Partout dans le monde, les spécialistes et les milieux politiques estiment que l’hydrogène («vert») produit à partir d’électricité renouvelable est la source d’énergie du futur. Que ce soit comme moyen de stockage, pour les poids lourds ou l’industrie sidérurgique, les molécules devraient apporter une contribution décisive à la transition verte quel que soit le domaine. Début février, lors de sa visite à Kiev, l’Union européenne et l’Ukraine ont conclu un partenariat stratégique sur le biométhane, l’hydrogène et d’autres gaz synthétiques. Les deux parties soulignent leur engagement à réduire leur dépendance vis-à-vis des importations de combustibles fossiles, et notamment du gaz russe. Cela montre que la demande croissante d’hydrogène a également des implications géopolitiques.

De nouveaux modèles

Il faut s’attendre à ce que les flux commerciaux et d’investissements avec l’hydrogène créent de nouvelles interdépendances. Conclus récemment, de nombreux accords indiquent que ces dépendances seront différentes de celles basées sur le pétrole et le gaz. Par exemple, l’UE souhaite importer 10 millions de tonnes d’hydrogène vert d’ici 2030 et a conclu des partenariats avec l’Egypte, le Kazakhstan et la Namibie, en plus de l’Ukraine.

En principe, on peut produire de l’hydrogène vert partout. Toutefois, les grands gagnants de la transformation pourraient être des pays tels que le Maroc ou l’Australie qui, en plus d’une bonne infrastructure, disposent de suffisamment d’énergie renouvelable et d’accès à l’eau pour produire le gaz de manière efficace et à moindre coût. Ils seront donc en mesure d’exporter de l’hydrogène à grande échelle. Par ailleurs, des pays arabes tels que l’Arabie saoudite ou Oman ont pour objectif d’approvisionner l’Europe et la région Asie-Pacifique en hydrogène.

En revanche, certains pays tels que l’Allemagne et le Japon dépendent des importations d’hydrogène. Ces pays mènent donc une diplomatie active autour de l’hydrogène, car ils doivent approvisionner leurs agglomérations industrielles en conséquence. Des pays tels que la Chine et les Etats-Unis couvrent plus ou moins leurs propres besoins.

Opportunités et craintes

Outre une contribution significative à la transition énergétique, la mise en place d’une économie de l’hydrogène offre à de nombreux Etats la possibilité de rééquilibrer, dans une certaine mesure, leur sécurité énergétique. Le processus de production étant généralement facile à recopier, il est peu probable que l’hydrogène soit monopolisé par un cartel ou utilisé comme arme. Le potentiel d’extorsion est donc moins important que pour le pétrole et le gaz. Dans ce contexte, des stratégies gagnant-gagnant s’offrent aux nations traditionnellement industrielles avec les pays en développement. Si ces derniers obtiennent un accès rapide à la technologie de production nécessaire, la sécurité énergétique s’en trouve renforcée dans le monde.

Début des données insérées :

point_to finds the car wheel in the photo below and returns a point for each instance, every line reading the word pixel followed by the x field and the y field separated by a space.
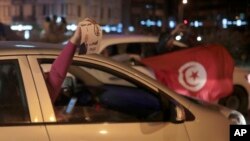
pixel 238 100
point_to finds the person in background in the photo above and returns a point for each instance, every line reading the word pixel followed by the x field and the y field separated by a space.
pixel 46 29
pixel 87 28
pixel 181 37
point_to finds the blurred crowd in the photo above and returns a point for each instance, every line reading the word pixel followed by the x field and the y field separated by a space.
pixel 54 30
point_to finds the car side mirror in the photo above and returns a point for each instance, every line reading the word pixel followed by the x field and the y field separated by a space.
pixel 179 115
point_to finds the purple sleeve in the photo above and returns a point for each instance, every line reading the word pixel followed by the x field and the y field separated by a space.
pixel 59 70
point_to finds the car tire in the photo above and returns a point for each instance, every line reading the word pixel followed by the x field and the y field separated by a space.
pixel 238 100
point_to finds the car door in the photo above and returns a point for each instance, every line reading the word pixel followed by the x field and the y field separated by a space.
pixel 101 102
pixel 20 114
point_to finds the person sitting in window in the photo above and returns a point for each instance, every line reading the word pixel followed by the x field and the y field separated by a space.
pixel 87 35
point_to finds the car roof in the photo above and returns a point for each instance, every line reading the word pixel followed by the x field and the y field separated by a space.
pixel 112 39
pixel 26 47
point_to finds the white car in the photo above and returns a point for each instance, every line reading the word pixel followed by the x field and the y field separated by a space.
pixel 240 98
pixel 100 99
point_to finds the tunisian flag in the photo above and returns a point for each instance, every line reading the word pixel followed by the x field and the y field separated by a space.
pixel 204 72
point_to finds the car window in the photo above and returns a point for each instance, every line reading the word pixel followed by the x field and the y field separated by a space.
pixel 142 49
pixel 92 94
pixel 13 107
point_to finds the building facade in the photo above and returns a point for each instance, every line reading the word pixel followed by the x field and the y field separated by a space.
pixel 34 11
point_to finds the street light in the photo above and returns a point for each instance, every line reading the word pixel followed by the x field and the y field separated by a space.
pixel 181 9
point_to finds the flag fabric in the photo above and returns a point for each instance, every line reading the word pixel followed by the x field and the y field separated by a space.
pixel 204 72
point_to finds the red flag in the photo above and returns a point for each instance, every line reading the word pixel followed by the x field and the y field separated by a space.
pixel 204 72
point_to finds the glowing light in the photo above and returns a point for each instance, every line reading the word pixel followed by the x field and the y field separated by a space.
pixel 199 38
pixel 171 24
pixel 103 132
pixel 185 21
pixel 131 29
pixel 178 37
pixel 26 34
pixel 71 27
pixel 238 23
pixel 159 23
pixel 52 118
pixel 184 1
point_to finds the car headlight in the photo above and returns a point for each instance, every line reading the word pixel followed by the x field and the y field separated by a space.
pixel 237 118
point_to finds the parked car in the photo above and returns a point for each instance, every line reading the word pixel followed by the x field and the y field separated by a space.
pixel 117 45
pixel 100 99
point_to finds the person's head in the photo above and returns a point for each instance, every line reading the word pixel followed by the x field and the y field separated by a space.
pixel 134 48
pixel 181 37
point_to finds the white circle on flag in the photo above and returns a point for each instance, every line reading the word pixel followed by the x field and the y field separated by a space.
pixel 192 76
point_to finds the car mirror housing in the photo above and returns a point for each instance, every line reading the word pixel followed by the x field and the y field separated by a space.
pixel 179 114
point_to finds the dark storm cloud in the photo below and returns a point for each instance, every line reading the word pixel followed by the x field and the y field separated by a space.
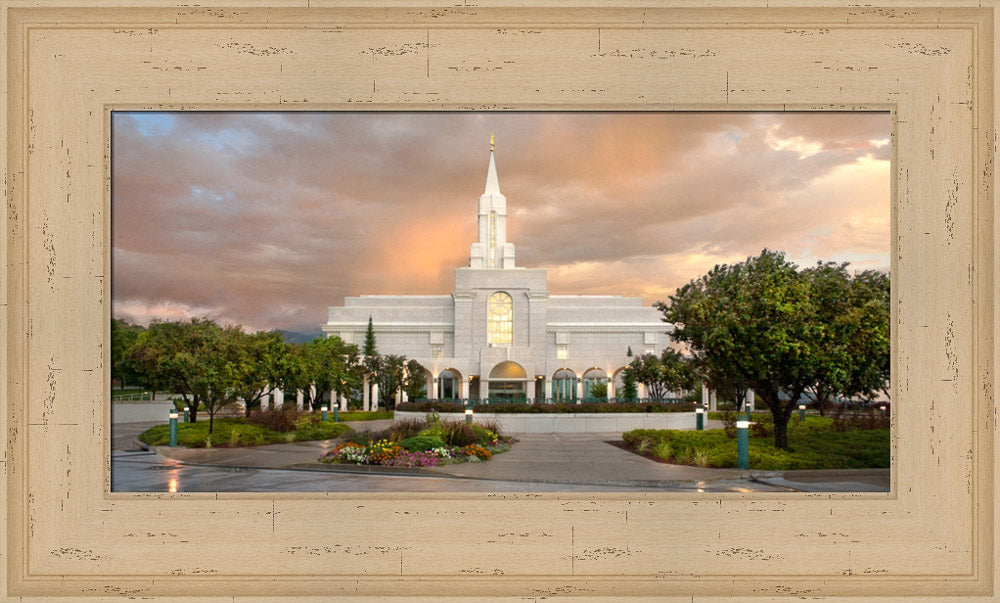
pixel 266 219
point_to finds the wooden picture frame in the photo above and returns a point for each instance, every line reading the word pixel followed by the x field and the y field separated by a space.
pixel 67 66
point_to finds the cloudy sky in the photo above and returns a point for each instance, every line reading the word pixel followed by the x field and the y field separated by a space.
pixel 265 219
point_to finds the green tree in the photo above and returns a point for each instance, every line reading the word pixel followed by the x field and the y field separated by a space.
pixel 197 359
pixel 662 374
pixel 756 324
pixel 123 337
pixel 390 375
pixel 218 357
pixel 415 384
pixel 630 386
pixel 262 361
pixel 370 349
pixel 320 366
pixel 162 356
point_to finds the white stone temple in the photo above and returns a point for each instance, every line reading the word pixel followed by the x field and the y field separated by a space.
pixel 500 334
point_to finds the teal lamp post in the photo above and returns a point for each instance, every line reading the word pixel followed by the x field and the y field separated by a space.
pixel 173 428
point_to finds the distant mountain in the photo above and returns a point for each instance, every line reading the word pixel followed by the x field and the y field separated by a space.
pixel 300 336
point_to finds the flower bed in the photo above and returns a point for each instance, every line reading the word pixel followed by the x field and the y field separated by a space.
pixel 425 442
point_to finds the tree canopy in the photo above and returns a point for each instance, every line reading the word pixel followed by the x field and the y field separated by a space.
pixel 766 325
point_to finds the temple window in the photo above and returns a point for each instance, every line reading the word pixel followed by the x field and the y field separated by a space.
pixel 500 319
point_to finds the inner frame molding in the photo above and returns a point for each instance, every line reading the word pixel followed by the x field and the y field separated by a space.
pixel 67 67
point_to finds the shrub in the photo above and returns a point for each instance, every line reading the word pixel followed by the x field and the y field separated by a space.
pixel 477 451
pixel 662 449
pixel 406 428
pixel 701 458
pixel 492 425
pixel 420 458
pixel 346 453
pixel 280 419
pixel 382 451
pixel 422 442
pixel 361 438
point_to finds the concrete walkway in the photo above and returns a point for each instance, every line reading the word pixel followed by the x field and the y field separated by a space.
pixel 572 459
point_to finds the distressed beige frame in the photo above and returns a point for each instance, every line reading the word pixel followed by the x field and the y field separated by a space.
pixel 69 63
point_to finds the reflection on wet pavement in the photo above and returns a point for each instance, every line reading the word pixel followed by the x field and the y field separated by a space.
pixel 150 472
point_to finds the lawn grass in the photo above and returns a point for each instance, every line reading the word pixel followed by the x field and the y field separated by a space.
pixel 235 432
pixel 813 445
pixel 361 415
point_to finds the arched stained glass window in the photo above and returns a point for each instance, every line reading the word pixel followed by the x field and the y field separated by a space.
pixel 500 319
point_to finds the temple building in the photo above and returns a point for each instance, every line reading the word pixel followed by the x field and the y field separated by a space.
pixel 500 334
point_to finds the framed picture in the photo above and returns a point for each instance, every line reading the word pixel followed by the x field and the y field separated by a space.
pixel 68 68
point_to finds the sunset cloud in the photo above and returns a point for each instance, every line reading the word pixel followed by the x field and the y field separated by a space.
pixel 265 219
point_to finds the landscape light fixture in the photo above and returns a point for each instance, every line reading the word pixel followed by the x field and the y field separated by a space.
pixel 173 428
pixel 743 444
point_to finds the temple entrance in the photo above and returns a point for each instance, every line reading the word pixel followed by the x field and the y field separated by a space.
pixel 448 385
pixel 507 391
pixel 507 383
pixel 564 386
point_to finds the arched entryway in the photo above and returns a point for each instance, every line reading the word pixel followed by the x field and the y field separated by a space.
pixel 449 384
pixel 595 385
pixel 507 382
pixel 563 385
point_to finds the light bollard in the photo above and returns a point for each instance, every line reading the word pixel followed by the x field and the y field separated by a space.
pixel 743 443
pixel 173 429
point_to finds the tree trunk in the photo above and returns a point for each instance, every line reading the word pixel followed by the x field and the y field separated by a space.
pixel 780 427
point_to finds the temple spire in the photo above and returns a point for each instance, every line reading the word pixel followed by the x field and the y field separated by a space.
pixel 492 182
pixel 491 249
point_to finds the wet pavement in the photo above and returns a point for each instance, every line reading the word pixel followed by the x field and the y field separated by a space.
pixel 150 472
pixel 536 463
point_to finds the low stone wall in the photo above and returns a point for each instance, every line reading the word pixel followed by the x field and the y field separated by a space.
pixel 140 412
pixel 604 422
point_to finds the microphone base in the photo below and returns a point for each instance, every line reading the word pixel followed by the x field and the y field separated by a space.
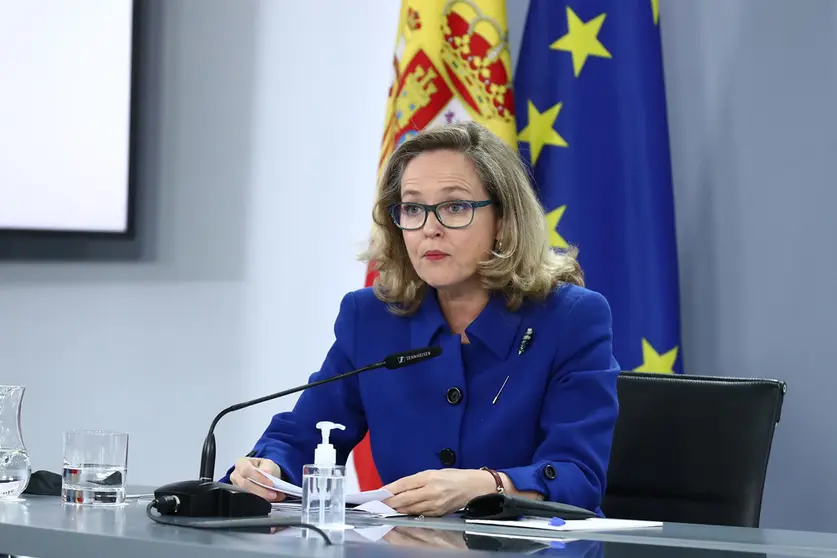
pixel 205 498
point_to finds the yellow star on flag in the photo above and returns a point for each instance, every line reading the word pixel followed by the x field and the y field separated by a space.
pixel 539 131
pixel 582 39
pixel 652 361
pixel 552 220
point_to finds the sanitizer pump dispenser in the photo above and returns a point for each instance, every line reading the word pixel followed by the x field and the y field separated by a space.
pixel 324 484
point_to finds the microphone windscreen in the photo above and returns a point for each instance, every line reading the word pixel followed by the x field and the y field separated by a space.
pixel 411 357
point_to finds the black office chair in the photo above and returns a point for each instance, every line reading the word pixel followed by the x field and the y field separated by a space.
pixel 692 449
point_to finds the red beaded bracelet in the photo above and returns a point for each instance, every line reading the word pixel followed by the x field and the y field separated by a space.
pixel 497 479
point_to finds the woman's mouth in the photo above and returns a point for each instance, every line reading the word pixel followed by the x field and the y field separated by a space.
pixel 435 255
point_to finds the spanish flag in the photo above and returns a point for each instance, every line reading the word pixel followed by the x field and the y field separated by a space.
pixel 451 64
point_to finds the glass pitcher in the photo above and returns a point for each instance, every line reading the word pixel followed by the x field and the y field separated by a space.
pixel 15 467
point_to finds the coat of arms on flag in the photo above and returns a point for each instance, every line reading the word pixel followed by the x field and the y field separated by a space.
pixel 451 64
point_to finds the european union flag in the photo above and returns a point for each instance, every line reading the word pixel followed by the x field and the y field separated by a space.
pixel 591 113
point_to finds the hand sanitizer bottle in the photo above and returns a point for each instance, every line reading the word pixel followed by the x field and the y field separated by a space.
pixel 324 485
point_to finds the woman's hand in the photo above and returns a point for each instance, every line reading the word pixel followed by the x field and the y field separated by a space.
pixel 438 492
pixel 251 468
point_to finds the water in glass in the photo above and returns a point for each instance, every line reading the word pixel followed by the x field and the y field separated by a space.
pixel 95 467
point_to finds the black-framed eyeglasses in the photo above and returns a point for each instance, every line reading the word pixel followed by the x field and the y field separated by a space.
pixel 453 214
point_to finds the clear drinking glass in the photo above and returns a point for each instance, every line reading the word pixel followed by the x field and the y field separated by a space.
pixel 95 466
pixel 15 467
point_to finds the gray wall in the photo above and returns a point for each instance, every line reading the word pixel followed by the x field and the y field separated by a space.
pixel 751 89
pixel 232 133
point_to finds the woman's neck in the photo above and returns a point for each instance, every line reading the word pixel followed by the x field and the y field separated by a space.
pixel 462 308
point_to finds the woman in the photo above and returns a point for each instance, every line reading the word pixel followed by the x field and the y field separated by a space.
pixel 523 397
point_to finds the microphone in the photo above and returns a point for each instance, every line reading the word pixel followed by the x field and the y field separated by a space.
pixel 206 498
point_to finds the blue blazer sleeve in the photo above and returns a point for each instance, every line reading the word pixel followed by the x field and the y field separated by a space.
pixel 291 437
pixel 579 413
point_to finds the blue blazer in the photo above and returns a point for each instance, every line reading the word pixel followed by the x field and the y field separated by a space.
pixel 550 429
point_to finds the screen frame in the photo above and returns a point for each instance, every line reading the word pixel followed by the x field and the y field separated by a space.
pixel 134 108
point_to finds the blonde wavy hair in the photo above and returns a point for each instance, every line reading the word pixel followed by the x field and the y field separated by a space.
pixel 522 265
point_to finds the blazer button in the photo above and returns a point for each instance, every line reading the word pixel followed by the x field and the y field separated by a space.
pixel 454 396
pixel 447 457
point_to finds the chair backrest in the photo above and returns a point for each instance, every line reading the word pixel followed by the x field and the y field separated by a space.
pixel 692 449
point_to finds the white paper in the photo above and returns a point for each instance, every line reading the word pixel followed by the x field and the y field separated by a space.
pixel 354 499
pixel 592 524
pixel 376 507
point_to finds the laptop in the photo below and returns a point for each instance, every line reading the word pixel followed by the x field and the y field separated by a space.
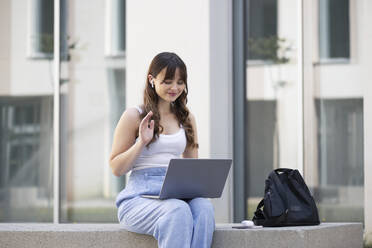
pixel 189 178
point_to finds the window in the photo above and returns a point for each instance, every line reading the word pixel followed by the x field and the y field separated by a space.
pixel 334 30
pixel 41 28
pixel 262 29
pixel 115 28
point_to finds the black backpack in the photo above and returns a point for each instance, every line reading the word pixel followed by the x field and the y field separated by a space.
pixel 287 201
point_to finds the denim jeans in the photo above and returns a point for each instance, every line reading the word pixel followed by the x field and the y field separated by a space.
pixel 173 222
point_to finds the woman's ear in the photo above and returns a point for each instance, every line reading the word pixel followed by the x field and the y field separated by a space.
pixel 150 77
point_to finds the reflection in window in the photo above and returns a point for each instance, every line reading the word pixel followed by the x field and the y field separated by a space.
pixel 262 22
pixel 41 28
pixel 115 28
pixel 26 158
pixel 334 31
pixel 340 159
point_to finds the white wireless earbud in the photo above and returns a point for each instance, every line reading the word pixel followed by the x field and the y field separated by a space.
pixel 247 223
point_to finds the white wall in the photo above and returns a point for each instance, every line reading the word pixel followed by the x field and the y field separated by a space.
pixel 4 46
pixel 365 51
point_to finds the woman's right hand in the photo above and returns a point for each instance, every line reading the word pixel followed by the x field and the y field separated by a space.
pixel 146 129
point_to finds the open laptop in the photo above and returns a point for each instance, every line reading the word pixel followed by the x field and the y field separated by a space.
pixel 189 178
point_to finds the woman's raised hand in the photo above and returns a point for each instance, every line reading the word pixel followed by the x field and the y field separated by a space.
pixel 146 129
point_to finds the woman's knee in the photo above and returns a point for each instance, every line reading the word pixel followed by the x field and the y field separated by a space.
pixel 179 210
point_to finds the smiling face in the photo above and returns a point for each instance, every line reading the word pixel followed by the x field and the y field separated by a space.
pixel 168 89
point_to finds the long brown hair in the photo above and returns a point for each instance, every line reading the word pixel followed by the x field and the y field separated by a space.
pixel 171 62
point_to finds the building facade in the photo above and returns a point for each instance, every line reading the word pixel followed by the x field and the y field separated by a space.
pixel 304 67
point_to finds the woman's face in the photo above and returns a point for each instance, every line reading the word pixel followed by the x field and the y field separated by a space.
pixel 169 89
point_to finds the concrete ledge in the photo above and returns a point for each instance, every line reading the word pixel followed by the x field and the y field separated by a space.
pixel 348 235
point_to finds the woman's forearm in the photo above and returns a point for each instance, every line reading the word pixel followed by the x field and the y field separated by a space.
pixel 122 163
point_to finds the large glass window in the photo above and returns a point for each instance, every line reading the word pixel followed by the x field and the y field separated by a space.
pixel 92 101
pixel 261 17
pixel 334 29
pixel 26 114
pixel 272 92
pixel 334 96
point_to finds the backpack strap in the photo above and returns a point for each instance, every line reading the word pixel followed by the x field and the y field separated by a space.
pixel 279 186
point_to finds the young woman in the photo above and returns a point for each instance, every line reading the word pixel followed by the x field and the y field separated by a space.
pixel 145 139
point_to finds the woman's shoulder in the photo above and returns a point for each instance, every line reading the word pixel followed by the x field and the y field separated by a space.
pixel 132 113
pixel 191 117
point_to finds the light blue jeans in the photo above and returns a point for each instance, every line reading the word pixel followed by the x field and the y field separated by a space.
pixel 173 222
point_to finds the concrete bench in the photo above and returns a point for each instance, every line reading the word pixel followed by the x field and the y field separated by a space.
pixel 348 235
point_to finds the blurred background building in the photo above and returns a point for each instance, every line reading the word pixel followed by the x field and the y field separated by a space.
pixel 306 67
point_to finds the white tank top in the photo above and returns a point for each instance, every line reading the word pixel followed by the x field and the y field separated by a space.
pixel 160 152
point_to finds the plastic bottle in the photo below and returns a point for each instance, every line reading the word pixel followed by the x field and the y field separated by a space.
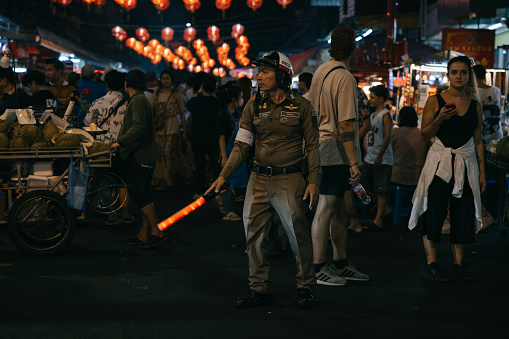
pixel 361 193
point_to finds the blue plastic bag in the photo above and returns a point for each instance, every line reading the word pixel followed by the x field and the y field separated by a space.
pixel 77 185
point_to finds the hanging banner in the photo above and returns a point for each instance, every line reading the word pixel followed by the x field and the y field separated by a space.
pixel 476 43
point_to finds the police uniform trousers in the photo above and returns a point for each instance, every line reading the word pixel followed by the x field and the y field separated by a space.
pixel 281 194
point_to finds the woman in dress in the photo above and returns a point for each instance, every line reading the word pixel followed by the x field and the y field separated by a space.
pixel 453 173
pixel 167 109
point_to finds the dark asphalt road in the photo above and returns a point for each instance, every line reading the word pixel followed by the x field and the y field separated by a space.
pixel 99 288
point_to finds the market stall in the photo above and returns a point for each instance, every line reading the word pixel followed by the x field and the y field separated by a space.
pixel 35 196
pixel 414 84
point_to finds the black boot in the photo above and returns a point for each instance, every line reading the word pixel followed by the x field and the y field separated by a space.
pixel 254 299
pixel 305 297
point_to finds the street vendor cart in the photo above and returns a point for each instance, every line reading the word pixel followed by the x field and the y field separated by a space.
pixel 35 207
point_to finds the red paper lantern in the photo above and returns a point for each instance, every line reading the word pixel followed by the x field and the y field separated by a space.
pixel 284 3
pixel 129 4
pixel 142 34
pixel 254 4
pixel 189 34
pixel 130 42
pixel 161 5
pixel 237 30
pixel 167 34
pixel 223 4
pixel 213 33
pixel 122 36
pixel 153 43
pixel 115 31
pixel 192 5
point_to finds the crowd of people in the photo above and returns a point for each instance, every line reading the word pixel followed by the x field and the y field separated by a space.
pixel 278 147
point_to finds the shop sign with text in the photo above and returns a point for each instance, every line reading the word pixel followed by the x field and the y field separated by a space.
pixel 476 43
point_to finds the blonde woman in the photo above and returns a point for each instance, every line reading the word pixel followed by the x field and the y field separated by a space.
pixel 453 173
pixel 167 105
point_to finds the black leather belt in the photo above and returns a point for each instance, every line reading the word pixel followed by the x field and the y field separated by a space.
pixel 271 170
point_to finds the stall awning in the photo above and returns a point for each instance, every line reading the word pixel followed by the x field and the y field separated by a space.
pixel 300 60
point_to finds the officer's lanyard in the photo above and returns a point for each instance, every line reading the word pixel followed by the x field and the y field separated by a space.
pixel 231 115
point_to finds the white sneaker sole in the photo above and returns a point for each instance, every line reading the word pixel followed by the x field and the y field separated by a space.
pixel 320 282
pixel 356 279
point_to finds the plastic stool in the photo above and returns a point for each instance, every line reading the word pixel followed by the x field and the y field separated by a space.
pixel 398 209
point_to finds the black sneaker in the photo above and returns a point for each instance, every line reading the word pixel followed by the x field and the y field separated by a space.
pixel 305 297
pixel 433 272
pixel 460 273
pixel 254 299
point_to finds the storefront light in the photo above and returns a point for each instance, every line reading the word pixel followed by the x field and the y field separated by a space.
pixel 368 32
pixel 495 26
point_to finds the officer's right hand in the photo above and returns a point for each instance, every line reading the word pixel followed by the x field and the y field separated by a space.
pixel 216 185
pixel 355 174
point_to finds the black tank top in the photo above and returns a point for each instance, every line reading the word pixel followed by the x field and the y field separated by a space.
pixel 456 131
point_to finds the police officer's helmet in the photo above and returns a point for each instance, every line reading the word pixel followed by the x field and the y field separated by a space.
pixel 282 65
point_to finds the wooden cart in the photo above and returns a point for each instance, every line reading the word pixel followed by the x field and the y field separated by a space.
pixel 38 218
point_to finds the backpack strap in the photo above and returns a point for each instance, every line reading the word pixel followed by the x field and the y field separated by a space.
pixel 112 112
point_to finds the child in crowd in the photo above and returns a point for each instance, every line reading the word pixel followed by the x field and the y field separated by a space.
pixel 377 168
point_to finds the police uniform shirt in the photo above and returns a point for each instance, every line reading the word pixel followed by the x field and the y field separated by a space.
pixel 277 132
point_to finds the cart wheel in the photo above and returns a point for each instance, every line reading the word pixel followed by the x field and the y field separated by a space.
pixel 103 193
pixel 40 223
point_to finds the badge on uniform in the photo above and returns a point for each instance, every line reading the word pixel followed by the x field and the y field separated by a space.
pixel 291 107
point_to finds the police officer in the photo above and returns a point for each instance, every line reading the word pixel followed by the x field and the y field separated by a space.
pixel 276 123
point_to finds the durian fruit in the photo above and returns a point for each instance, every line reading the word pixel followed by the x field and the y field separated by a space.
pixel 4 141
pixel 49 130
pixel 18 142
pixel 41 144
pixel 98 147
pixel 4 126
pixel 57 136
pixel 68 140
pixel 15 130
pixel 29 133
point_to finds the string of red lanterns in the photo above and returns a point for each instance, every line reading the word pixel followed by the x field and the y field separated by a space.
pixel 254 4
pixel 213 33
pixel 192 5
pixel 189 34
pixel 161 5
pixel 119 33
pixel 241 51
pixel 284 3
pixel 142 34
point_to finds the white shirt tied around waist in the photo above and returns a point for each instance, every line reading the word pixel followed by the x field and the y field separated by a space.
pixel 438 162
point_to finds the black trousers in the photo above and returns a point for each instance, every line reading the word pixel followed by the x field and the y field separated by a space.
pixel 462 212
pixel 200 152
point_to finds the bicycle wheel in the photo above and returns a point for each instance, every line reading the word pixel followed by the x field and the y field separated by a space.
pixel 103 193
pixel 40 223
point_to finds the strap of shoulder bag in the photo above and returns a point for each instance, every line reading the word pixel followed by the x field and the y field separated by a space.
pixel 112 112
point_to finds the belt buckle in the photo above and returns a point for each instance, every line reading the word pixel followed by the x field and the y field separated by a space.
pixel 268 171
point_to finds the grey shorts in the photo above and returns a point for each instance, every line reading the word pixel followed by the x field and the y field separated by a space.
pixel 376 178
pixel 335 180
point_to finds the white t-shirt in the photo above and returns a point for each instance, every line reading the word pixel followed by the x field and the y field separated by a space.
pixel 375 138
pixel 337 103
pixel 491 105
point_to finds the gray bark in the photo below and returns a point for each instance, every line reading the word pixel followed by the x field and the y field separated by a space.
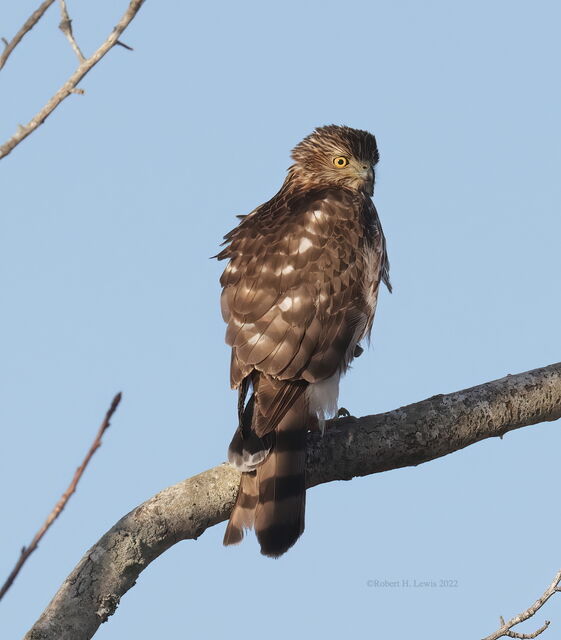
pixel 351 447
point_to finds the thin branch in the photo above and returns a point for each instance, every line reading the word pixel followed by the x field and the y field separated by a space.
pixel 59 506
pixel 125 46
pixel 350 447
pixel 69 86
pixel 27 26
pixel 66 27
pixel 506 627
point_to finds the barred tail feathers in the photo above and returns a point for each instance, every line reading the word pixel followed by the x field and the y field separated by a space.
pixel 271 454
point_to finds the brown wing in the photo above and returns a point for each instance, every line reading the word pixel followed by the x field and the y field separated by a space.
pixel 295 292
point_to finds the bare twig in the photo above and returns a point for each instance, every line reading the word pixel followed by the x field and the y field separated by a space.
pixel 68 87
pixel 125 46
pixel 350 447
pixel 27 26
pixel 505 630
pixel 27 551
pixel 66 27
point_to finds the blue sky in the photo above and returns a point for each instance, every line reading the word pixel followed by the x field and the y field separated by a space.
pixel 109 213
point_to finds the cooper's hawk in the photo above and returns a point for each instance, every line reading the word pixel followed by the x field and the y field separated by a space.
pixel 299 293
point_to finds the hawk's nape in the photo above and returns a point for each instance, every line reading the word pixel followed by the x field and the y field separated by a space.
pixel 299 293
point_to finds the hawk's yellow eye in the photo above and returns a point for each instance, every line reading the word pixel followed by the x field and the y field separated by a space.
pixel 340 162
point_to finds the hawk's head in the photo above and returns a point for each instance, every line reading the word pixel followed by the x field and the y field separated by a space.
pixel 340 156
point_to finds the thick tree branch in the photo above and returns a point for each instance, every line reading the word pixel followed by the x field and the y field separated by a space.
pixel 59 506
pixel 69 87
pixel 26 27
pixel 351 447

Le marché de l’hydrogène étant en phase de développement, il est évidemment encore fragmenté. Toutefois, cette fragmentation pourrait se consolider en raison des rivalités entre les grandes puissances. Ainsi, l’hydrogène fait de plus en plus partie d’initiatives d’infrastructure concurrentes telles que le «Blue Dots Network» dirigé par les Etats-Unis ou la «Belt and Road Initiative» de Chine. Des normes techniques différentes, par exemple concernant les procédures de certification, pourraient conduire à une économie inefficace de l’hydrogène et donc à une non-exploitation du potentiel de décarbonisation.

Le potentiel de la Suisse

En Suisse, le potentiel économique de la production d’hydrogène est faible. Selon un rapport de l’Ofen, la production devrait tout au plus avoir lieu à côté de centrales au fil de l’eau ou d’usines d’incinération des ordures ménagères, ainsi que pendant les périodes où les prix de l’électricité sont favorables, voire négatifs. Par conséquent, la Suisse devra elle aussi importer de l’hydrogène vert, car celui-ci pourrait par exemple être utilisé dans des centrales à gaz reconverties et neutres en carbone pour couvrir les besoins en électricité l’hiver de manière flexible. L’accès aux marchés internationaux de l’hydrogène est donc indispensable si la Suisse veut augmenter sa sécurité d’approvisionnement en hydrogène vert. L’accès au marché intérieur de l’UE devrait être particulièrement déterminant, mais il faut également envisager des accords avec des pays tiers dans ce domaine. L’intégration de la Suisse dans la Dorsale européenne de l’hydrogène («European Hydrogen Backbone») prévue sera primordiale du point de vue stratégique. Il ne faut en aucun cas rater ce train.